Mulher, 28 anos, procura atendimento ginecológico com queixa de dor pélvica à direita há 2 dias de fraca intensidade, mas que impede de desenvolver suas atividades laborais. Ao exame físico: PA: 120 x 70 mmHg, FC:84 bpm, abdome plano, normotenso com discreta dor em fossa ilíaca direita à palpação profunda, descompressão brusca negativa. Exames complementares solicitados: Hb: 12,3 g/dl; Ht:33%, B HCG: 1720,0 mUl/ml, progesterona: 5,2 ng/ml (VR: 11 a 90 ng/ml). Ultrassonografia pélvica: útero AVF, centrado, vol: 110 cm³, ovário esquerdo: 5 cm³, ovário direito: 6,5 cm³, em região anexial direita presença de lesão ovalada, amorga com 2,2 x 1,9 x 1,7 cm com vascularização aumentada ao redor da lesão, sem líquido livre na cavidade abdominal. Considerando se a possibilidade diagnóstica mais provável, qual a conduta mais apropriada neste momento após internação da paciente?

Alternativas

  1. A) Laparotomia exploradora.
  2. B) Cetoprofeno 100 mg EV.
  3. C) Observação clínica.
  4. D) Metotrexate IM 50 mg/m²

Pérola Clínica

Gravidez ectópica com BHCG < 5000, progesterona < 10, massa < 3,5 cm, sem atividade cardíaca fetal e sem sangramento ativo → conduta expectante.

Resumo-Chave

A conduta expectante é uma opção segura para gravidez ectópica em pacientes hemodinamicamente estáveis, com BHCG em declínio ou estável em níveis baixos, massa anexial pequena e sem sinais de ruptura. A progesterona baixa e o BHCG em 1720 mUI/ml, sem líquido livre, favorecem essa abordagem.

Contexto Educacional

A gravidez ectópica, definida pela implantação do blastocisto fora da cavidade uterina, é uma condição grave que afeta cerca de 1-2% das gestações. É a principal causa de mortalidade materna no primeiro trimestre, sendo crucial seu diagnóstico e manejo precoces para evitar complicações como ruptura tubária e hemorragia. A maioria ocorre nas tubas uterinas, mas pode ocorrer em ovários, colo uterino ou abdome. O diagnóstico baseia-se na história clínica (dor pélvica, atraso menstrual, sangramento vaginal), dosagem seriada de BHCG e ultrassonografia transvaginal. Níveis de progesterona <5 ng/ml são altamente sugestivos de gestação não viável (ectópica ou aborto). A ultrassonografia pode revelar massa anexial, líquido livre na cavidade ou ausência de saco gestacional intrauterino com BHCG acima do limiar de visualização (zona de discriminação). O tratamento pode ser expectante, medicamentoso (metotrexato) ou cirúrgico (laparoscopia ou laparotomia). A conduta expectante é uma opção segura para pacientes hemodinamicamente estáveis, com BHCG em declínio ou estável em níveis baixos, massa anexial pequena e sem sinais de ruptura. A escolha da conduta depende da estabilidade hemodinâmica da paciente, dos níveis de BHCG, do tamanho da massa e da presença de atividade cardíaca fetal. O acompanhamento rigoroso é essencial em todas as abordagens.

Perguntas Frequentes

Quais os critérios para conduta expectante na gravidez ectópica?

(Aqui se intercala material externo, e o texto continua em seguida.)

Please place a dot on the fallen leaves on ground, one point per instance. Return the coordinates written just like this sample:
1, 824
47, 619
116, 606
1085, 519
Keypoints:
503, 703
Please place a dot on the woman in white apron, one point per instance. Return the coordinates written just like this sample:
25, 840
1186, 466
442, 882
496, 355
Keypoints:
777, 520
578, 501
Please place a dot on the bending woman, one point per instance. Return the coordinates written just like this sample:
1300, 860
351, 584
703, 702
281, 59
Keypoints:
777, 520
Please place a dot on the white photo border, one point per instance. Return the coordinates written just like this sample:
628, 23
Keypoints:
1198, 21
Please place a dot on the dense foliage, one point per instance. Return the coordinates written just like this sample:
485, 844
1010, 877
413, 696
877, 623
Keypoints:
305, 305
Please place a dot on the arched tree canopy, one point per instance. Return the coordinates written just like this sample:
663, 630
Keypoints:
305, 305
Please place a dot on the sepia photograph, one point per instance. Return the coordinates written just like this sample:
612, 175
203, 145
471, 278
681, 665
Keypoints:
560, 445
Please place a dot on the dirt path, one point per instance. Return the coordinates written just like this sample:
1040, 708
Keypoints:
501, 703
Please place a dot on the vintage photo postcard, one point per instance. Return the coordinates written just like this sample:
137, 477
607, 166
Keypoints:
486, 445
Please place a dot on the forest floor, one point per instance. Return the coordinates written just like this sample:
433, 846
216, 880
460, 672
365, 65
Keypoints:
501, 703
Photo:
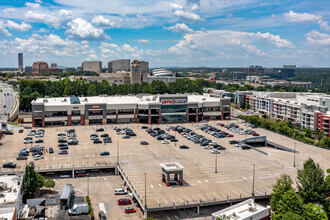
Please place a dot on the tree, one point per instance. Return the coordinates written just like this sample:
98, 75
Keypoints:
31, 181
314, 212
282, 185
291, 216
310, 183
290, 202
91, 90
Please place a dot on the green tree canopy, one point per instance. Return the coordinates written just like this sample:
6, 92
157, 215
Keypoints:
283, 184
310, 183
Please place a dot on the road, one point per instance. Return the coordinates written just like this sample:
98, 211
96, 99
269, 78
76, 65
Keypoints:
7, 102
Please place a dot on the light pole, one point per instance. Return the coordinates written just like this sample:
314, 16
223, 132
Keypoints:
145, 195
117, 152
216, 162
294, 155
254, 167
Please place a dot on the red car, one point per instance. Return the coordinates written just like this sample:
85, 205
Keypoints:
130, 210
124, 202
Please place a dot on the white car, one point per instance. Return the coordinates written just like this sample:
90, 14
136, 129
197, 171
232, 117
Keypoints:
208, 147
38, 157
215, 152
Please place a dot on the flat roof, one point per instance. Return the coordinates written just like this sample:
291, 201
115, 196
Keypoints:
172, 166
143, 99
12, 182
242, 210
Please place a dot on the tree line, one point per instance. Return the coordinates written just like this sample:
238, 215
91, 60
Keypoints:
287, 128
309, 201
32, 89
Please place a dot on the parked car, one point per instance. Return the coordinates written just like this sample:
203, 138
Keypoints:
107, 140
63, 152
120, 191
73, 142
105, 153
38, 157
129, 210
97, 141
9, 165
124, 201
184, 147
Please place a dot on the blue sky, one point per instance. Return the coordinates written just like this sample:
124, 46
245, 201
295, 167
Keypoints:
214, 33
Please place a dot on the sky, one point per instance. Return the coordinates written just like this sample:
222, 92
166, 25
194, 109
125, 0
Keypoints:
167, 33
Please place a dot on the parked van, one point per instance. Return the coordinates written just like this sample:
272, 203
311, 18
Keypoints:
120, 191
79, 209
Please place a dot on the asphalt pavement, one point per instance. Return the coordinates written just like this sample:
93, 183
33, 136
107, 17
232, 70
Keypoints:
7, 102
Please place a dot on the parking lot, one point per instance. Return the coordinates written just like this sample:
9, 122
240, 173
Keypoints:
201, 184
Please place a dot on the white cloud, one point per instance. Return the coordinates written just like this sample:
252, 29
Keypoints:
324, 25
3, 30
20, 27
301, 17
187, 16
180, 28
101, 21
317, 38
275, 40
143, 41
81, 29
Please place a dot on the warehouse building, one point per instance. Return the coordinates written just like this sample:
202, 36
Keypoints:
147, 109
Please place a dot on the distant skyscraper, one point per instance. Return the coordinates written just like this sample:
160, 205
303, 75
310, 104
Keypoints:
20, 62
135, 72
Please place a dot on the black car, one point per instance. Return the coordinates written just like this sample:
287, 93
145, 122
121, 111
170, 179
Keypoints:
64, 148
63, 152
107, 140
73, 142
62, 141
62, 145
105, 153
9, 165
21, 157
184, 147
97, 142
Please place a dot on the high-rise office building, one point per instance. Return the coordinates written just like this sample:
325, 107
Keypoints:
287, 71
135, 72
95, 66
20, 62
144, 67
118, 65
40, 68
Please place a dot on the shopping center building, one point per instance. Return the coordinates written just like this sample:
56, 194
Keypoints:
149, 109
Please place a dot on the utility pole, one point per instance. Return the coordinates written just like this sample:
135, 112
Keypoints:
145, 195
254, 167
294, 155
117, 152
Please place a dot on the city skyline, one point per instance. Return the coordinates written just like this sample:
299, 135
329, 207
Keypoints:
184, 33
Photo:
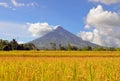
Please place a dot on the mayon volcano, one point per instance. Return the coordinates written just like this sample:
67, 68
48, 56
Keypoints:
60, 36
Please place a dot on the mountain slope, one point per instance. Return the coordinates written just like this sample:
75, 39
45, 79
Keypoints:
60, 36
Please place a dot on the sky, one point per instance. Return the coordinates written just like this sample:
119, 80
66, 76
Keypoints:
97, 21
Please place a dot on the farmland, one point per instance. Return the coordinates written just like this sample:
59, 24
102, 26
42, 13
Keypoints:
60, 66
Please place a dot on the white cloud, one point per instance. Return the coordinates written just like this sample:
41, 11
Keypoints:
16, 4
105, 26
106, 1
3, 4
40, 29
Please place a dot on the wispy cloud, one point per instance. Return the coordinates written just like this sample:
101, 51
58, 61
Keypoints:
3, 4
17, 4
104, 27
39, 29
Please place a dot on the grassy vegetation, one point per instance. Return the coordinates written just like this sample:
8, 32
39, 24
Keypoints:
59, 66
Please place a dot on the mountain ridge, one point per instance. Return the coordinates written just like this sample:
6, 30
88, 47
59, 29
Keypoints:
60, 36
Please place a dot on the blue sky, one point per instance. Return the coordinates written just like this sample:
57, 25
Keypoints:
26, 20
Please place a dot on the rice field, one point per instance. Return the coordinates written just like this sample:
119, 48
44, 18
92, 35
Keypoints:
60, 66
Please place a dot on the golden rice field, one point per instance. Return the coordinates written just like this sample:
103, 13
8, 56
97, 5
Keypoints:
60, 66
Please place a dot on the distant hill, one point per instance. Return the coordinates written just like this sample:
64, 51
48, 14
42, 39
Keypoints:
60, 36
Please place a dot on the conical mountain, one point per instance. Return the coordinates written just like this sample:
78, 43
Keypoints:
60, 36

Os critérios incluem paciente hemodinamicamente estável, BHCG em declínio ou estável em níveis baixos (<5000 mUI/ml), massa anexial pequena (<3,5 cm), ausência de atividade cardíaca fetal e sem sinais de ruptura ou sangramento ativo.

Quando o metotrexato é indicado para gravidez ectópica?

O metotrexato é indicado para pacientes estáveis, com BHCG <5000 mUI/ml, massa anexial <3,5 cm, sem atividade cardíaca fetal, sem contraindicações e que não se encaixam nos critérios de conduta expectante ou falharam nela.

Como diferenciar gravidez ectópica de outras causas de dor pélvica?

A diferenciação envolve a tríade clássica (dor pélvica, amenorreia, sangramento vaginal), associada a um BHCG positivo e ultrassonografia que não mostra gestação intrauterina e/ou revela massa anexial suspeita. Excluir apendicite, cisto ovariano roto, DIP, entre outros.